The first time Xiao Lin touched the dragon's scales, he thought he would die.

It was foolish — reckless even — but that night, when the courtyard was abandoned and the moon hung low like a broken eye in the sky, he crept closer than he ever dared before.

The dragon watched him.

Silent.

Still.

Its golden-red eyes gleamed faintly, reflecting the dim starlight. No snarl, no roar. Just... a heavy, endless exhaustion.

Xiao Lin swallowed his fear and reached out with trembling fingers.

His hand hovered above the beast's side, hesitating.

He could feel it — the deep, gnawing wound inside the dragon.

Not a physical one, but something deeper.

A shattered soul. A broken beast nucleus bleeding chaos into the creature's mind.

He had learned of such things in the old stories whispered by the head cook: when a beast core was damaged beyond repair, the human would lose themselves, become the monster fully, driven only by instinct and rage.

Yet here this dragon was — broken, chained, and still fighting to stay alive.

Xiao Lin closed his eyes.

From his forehead, beneath his messy bangs, the red sun mark pulsed softly.

Warmth spread from his palm, weaving a thin strand of healing light into the dragon's torn spirit.

The dragon flinched violently.

Chains clattered as it recoiled, a guttural growl rumbling from its throat.

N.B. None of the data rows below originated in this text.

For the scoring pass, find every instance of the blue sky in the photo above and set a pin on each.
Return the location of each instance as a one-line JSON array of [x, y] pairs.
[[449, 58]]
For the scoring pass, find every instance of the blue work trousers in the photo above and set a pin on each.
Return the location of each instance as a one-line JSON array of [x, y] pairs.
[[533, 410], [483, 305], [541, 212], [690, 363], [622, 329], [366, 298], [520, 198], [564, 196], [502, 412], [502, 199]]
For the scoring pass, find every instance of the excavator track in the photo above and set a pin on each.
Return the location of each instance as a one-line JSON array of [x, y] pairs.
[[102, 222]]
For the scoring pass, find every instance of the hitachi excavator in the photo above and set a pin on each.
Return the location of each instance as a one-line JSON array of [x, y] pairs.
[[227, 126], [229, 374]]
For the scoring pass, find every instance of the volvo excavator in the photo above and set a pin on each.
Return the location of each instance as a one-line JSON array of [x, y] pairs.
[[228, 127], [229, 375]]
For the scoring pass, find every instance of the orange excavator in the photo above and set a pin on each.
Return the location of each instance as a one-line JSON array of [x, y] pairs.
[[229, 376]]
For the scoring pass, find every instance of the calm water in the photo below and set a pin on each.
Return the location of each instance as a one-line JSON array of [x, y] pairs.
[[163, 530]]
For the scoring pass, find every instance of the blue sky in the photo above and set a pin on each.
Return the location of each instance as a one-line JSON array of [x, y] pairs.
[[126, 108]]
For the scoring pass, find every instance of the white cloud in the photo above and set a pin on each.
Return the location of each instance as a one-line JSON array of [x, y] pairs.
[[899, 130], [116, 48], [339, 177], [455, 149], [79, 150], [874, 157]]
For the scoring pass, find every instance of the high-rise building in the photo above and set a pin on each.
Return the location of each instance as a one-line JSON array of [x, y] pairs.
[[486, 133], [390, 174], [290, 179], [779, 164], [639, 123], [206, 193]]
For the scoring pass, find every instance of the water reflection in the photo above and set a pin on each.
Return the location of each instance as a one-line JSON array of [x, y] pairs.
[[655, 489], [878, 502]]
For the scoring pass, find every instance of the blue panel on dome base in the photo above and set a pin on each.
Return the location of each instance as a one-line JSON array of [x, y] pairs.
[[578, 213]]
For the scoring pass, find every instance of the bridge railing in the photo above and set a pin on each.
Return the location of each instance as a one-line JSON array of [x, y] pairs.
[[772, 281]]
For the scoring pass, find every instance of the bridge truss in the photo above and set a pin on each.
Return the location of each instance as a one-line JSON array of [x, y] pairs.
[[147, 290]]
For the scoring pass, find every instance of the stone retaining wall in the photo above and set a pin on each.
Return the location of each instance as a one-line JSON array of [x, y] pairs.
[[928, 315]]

Xiao Lin immediately dropped his hand and bowed low.

"I'm sorry," he whispered. "I didn't mean to hurt you."

For a long moment, there was only silence.

Then, slowly, the dragon lowered its head back to the ground, exhaling a hot, shuddering breath.

It was not acceptance.

Not yet.

But it was not rejection, either.

Xiao Lin sat cross-legged beside the dragon, careful not to touch it again.

Instead, he sang — a simple lullaby with no words, just soft notes carried by the night wind. His mother's song, the only thing that had ever made the cold walls of this place feel less suffocating.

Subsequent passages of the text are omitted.